Tuesday, February 15, 2011

TV REVIEW - BEN ELTON: LIVE FROM PLANET EARTH EP 2



Ben Elton started out the second episode of Live from Planet Earth by apologizing for the first one. Youch. I always think it’s a better option, if your show has been hammered in the press, to just ignore that and do a better show the next time around. Actions speak louder than words and all that. The show rated shockingly last time, but I wanted to give it a chance, so I'm back for round two and hoping for improvement.

The main criticism of the show last week that Elton responded to was that there was a prevalence of knob and vagina jokes that bordered on the pathological.

That was not what I saw the main criticism to be. The main criticism of the show, from myself and all the other reviewers I read, was that Ben Elton: Live from Planet Earth wasn’t funny. Knob and vagina jokes are fine if they’re funny – but improving the show isn’t about making it less crude, it’s about making it wittier and less obvious.


So this week Elton opened up with a Julia Gillard impersonation from Paul McCarthy that could have been brilliant in the right context but was killed by bad writing, framing and staging with a half-assed ‘The King’s Speech’ reference. Hey, we’re off to another cracking start!

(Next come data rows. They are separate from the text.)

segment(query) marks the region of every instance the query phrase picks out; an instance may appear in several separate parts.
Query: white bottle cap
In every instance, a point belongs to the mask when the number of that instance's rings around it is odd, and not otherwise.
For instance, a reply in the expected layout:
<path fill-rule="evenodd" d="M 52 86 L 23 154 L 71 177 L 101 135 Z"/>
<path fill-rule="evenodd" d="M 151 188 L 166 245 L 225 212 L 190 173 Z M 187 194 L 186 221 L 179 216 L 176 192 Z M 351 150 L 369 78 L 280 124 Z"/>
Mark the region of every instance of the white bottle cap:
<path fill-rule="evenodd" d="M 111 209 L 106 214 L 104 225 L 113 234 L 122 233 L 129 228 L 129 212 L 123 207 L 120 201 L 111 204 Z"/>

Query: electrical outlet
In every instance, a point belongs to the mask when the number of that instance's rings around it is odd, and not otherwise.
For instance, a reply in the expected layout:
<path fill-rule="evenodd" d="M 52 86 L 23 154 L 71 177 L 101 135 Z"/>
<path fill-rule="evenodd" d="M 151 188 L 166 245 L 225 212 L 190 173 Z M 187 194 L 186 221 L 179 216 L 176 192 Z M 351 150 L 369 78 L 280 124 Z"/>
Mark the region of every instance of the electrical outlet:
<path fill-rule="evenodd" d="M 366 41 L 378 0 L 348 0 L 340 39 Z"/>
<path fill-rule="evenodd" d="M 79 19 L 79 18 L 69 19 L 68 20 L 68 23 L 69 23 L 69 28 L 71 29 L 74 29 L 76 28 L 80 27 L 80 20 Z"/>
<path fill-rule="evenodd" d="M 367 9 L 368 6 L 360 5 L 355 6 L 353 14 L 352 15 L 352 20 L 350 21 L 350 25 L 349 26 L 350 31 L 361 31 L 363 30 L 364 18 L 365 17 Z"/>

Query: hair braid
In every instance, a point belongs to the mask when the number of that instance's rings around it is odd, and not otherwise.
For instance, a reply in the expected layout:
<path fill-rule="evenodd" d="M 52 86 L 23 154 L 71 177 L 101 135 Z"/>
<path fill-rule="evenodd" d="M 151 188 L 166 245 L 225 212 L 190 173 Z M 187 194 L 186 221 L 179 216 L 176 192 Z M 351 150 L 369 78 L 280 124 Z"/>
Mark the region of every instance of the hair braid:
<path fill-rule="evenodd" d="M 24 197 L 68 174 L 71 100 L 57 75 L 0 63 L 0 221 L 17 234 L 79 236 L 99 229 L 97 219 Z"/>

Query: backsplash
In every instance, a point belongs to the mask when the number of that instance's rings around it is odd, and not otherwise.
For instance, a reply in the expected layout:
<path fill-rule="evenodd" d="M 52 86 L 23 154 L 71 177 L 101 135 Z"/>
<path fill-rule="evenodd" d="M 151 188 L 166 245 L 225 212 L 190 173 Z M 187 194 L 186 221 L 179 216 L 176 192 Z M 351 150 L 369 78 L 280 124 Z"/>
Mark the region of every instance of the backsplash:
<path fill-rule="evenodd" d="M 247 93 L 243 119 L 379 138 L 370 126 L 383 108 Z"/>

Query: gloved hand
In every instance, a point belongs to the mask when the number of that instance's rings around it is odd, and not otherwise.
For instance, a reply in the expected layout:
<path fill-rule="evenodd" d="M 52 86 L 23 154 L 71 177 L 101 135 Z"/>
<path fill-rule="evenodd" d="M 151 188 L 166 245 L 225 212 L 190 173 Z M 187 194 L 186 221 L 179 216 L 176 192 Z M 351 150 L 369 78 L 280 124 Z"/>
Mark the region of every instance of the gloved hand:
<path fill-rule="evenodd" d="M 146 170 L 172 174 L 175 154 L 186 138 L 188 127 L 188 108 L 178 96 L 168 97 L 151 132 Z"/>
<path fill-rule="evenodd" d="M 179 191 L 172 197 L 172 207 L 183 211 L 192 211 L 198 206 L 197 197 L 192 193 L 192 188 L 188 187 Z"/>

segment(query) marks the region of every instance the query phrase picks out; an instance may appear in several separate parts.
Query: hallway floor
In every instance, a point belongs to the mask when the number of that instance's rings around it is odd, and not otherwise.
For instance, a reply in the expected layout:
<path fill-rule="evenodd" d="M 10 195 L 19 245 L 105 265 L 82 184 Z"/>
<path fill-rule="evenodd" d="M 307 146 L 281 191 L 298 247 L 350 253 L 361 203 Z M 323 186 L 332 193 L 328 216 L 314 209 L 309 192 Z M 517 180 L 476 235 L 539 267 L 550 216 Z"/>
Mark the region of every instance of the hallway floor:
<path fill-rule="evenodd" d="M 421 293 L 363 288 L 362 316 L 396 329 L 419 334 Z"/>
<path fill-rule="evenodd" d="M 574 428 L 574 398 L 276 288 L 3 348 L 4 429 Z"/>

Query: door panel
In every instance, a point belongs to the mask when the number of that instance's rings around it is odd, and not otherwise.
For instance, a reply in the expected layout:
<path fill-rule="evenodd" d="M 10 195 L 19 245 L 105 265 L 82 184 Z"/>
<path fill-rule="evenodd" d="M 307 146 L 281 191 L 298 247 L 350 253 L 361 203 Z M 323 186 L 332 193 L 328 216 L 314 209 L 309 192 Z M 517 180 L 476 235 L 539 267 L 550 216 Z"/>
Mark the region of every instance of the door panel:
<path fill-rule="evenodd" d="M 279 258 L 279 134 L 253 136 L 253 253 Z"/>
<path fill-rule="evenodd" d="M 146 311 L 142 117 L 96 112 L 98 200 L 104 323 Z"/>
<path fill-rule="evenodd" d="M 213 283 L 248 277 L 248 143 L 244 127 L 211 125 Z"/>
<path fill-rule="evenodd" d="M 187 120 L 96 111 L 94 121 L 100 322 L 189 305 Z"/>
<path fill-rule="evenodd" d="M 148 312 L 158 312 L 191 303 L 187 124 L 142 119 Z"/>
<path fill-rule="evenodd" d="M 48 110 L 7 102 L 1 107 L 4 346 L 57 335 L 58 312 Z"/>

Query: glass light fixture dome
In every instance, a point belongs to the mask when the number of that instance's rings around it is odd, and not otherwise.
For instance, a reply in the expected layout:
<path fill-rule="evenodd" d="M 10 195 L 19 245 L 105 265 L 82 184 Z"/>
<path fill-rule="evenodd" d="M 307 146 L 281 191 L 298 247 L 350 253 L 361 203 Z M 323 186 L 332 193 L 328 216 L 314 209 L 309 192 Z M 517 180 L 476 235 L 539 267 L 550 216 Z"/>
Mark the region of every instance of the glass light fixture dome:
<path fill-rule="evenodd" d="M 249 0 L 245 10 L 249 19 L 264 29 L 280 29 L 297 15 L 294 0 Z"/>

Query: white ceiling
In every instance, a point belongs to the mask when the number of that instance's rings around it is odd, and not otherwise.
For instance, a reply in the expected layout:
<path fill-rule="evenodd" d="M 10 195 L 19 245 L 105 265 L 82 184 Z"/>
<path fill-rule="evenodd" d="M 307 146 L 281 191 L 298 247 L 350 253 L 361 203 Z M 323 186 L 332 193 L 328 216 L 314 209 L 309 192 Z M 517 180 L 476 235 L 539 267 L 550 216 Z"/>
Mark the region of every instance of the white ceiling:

Elton followed that up with ‘Bit of satire, ladies and gentlemen.’

No, that wasn’t satire, Ben. That was parody. Satire has a point. Also, there’s not much more insulting than someone explaining what kind of a joke the audience has just seen to the audience.

Then Elton decided to have a crack at Twitter. He actually hit on a fairly funny idea – what if Twitter had been around in Shakespearean times? Maybe Hamlet would have never got off the ground? That’s a funny idea – though he didn’t really take it to its extreme – but I want to address the theory.

Twitter has no effect on whether a show is successful. Sure, it can be a very annoying outlet where Average Joe can have a crack at anything he wants for no reason, but bad shows have been successful and good shows have failed, and vice-versa, since THE BEGINNING OF TELEVISION. Twitter is not to blame for your show not getting out of the blocks – the quality of the show and its ratings will always be the most determining factors. I don’t like Twitter much either, but having a go at it on national television just seems petulant.

Other cringe-worthy moments include Ben Elton pointing out to us that which was painfully obvious – that PEOPLE WHO WERE IN THE SKETCH YOU JUST SAW WERE TOTALLY OMG THE PEOPLE WHO WERE IN A SKETCH TEN MINUTES EARLIER IN A DIFFERENT WIG. THE MAGIC OF LIVE TELEVISION IS SO MUCH BETTER THAN CANNED LAUGHTER AMERICAN COMEDIES. It just got painful after a while.  Especially given that Two and Half Men is Channel Nine’s most popular show.

Other thoughts:
-                Girl Flat was just as messy as last time, though occasionally more funny than the first time around. I really like Veronica Milsom’s Lady Gaga, as it actually feels like a character rather than a caricature.
-                Elton continued begging for the audience to stay tuned after the break, next week etc. It’s bordering on the desperate. Also desperate, describing his one successful sketch from week one (Elaine Front) as ‘celebrated’, only to watch it groan under the weight of Kris Smith’s charisma vacuum.
-                Most of Ben Elton’s stand-up material isn’t new, but that’s not a bad thing. If you’ve read his books, you’ll have heard most of it before. It’s more suited to Grumpy Old Men than groundbreaking live sketch comedy.
-                Apart from the last line, I don’t think there were any laughs at the Big Miner sketch. The singer/rapper one was better but suffered from being a sketch that would have been current in 2001.
-                Tim Minchin was amusing, which was an improvement over most of the show.

Overall, the show was a mild improvement over last week, mainly because there were less sketches and they were given a bit more time to breathe. I still didn’t laugh though, save for a mild giggle at Elaine Front.  Less knob gags, same amount of laughs. Last week I was kind because I thought this show was doing good things and I want to give live Aussie comedy a chance. But that live Aussie comedy should be Adam Hills in Gordon Street tonight. It’s much, much better.